4 profils de voyageurs d’affaires

L’assouplissement des mesures privilégiant l’application du télétravail laisse présager le retour au bureau de nombreux employés à partir du 15 novembre. Ceci constitue une étape importante pour la vitalité des milieux urbains, mais également dans la reprise graduelle des déplacements d’affaires. Au Québec, ainsi que dans le reste du pays, les taux de vaccination élevés et le faible nombre d’infections quotidiennes à la COVID-19 créent un climat favorable au retour des activités professionnelles en présence. Selon Julia Simpson, présidente-directrice générale du World Travel & Tourism Council, le Canada (et l’Amérique du Nord) se trouve dans une posture avantageuse pour rebondir dans plusieurs secteurs touristiques.

Quels voyageurs d’affaires reprennent la route ?

Les analystes du cabinet-conseil McKinsey & Company ont réparti les voyageurs d’affaires en quatre profils en tenant compte de trois indicateurs : le secteur d’activité des entreprises pour lequel ils travaillent, le motif du voyage et la proximité du déplacement (local ou international). Les voici :

  1. « Ceux qui n’ont jamais arrêté de voyager » 

En 2019, le profil « never left » effectuait environ 15 % de toutes les dépenses du secteur affaires. Durant la pandémie, les déplacements de ces individus étaient jugés essentiels. Ils ont recommencé à voyager dès que les restrictions sanitaires se sont assouplies. Ce groupe comprend, entre autres, les dirigeants d’entreprises manufacturières qui gèrent de nombreuses usines et des travailleurs sur le terrain.

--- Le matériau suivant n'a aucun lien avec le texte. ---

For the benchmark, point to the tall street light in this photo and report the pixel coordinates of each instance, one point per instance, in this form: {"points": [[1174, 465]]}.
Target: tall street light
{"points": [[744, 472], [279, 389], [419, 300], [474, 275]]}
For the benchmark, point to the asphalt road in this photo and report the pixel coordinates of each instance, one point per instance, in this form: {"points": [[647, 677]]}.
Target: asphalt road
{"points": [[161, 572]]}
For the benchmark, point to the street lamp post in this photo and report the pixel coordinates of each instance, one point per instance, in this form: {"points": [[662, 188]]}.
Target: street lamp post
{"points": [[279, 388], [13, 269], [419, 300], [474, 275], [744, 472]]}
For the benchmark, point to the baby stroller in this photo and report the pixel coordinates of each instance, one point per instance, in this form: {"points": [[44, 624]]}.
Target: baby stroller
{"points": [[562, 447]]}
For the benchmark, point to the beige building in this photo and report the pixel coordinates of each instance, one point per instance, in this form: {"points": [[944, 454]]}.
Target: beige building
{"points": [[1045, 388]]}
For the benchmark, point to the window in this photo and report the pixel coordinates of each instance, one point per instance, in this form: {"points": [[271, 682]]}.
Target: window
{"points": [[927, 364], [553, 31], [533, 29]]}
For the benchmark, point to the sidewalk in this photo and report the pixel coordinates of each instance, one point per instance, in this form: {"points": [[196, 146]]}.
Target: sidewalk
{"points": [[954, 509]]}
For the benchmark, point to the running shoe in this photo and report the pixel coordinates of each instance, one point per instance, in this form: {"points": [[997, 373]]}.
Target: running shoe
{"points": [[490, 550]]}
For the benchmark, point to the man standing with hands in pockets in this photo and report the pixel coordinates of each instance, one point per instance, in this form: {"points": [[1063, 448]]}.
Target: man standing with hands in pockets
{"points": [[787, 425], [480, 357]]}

  1. « Ceux qui ne reviendront jamais »

En 2019, le profil « never returning » effectuait environ 20 % de toutes les dépenses du secteur affaires. Ce groupe de travailleurs a su maintenir des niveaux élevés d’efficacité durant les derniers mois, même en travaillant à distance. Ils ont tiré profit des outils technologiques pour améliorer leurs façons de faire. Certains pourraient réaliser des voyages d’affaires dans le futur, mais à un niveau beaucoup plus faible qu’auparavant.

  1. « Ceux qui ont peur de passer à côté de quelque chose »

En 2019, le profil « fear of missing out » effectuait environ 60 % de toutes les dépenses du secteur affaires. Ce segment se déplace principalement pour entretenir des relations avec des clients. La reprise devrait se faire plus rapidement chez les petites et moyennes entreprises (PME), car elles sont moins assujetties au processus d’approbation rigoureux des grandes sociétés. Les PME pourraient ainsi déclencher un certain effet domino qui catalysera le retour des voyages d’affaires des entreprises concurrentes.

  1. « Ceux qui attendent de voir ce qui se passera »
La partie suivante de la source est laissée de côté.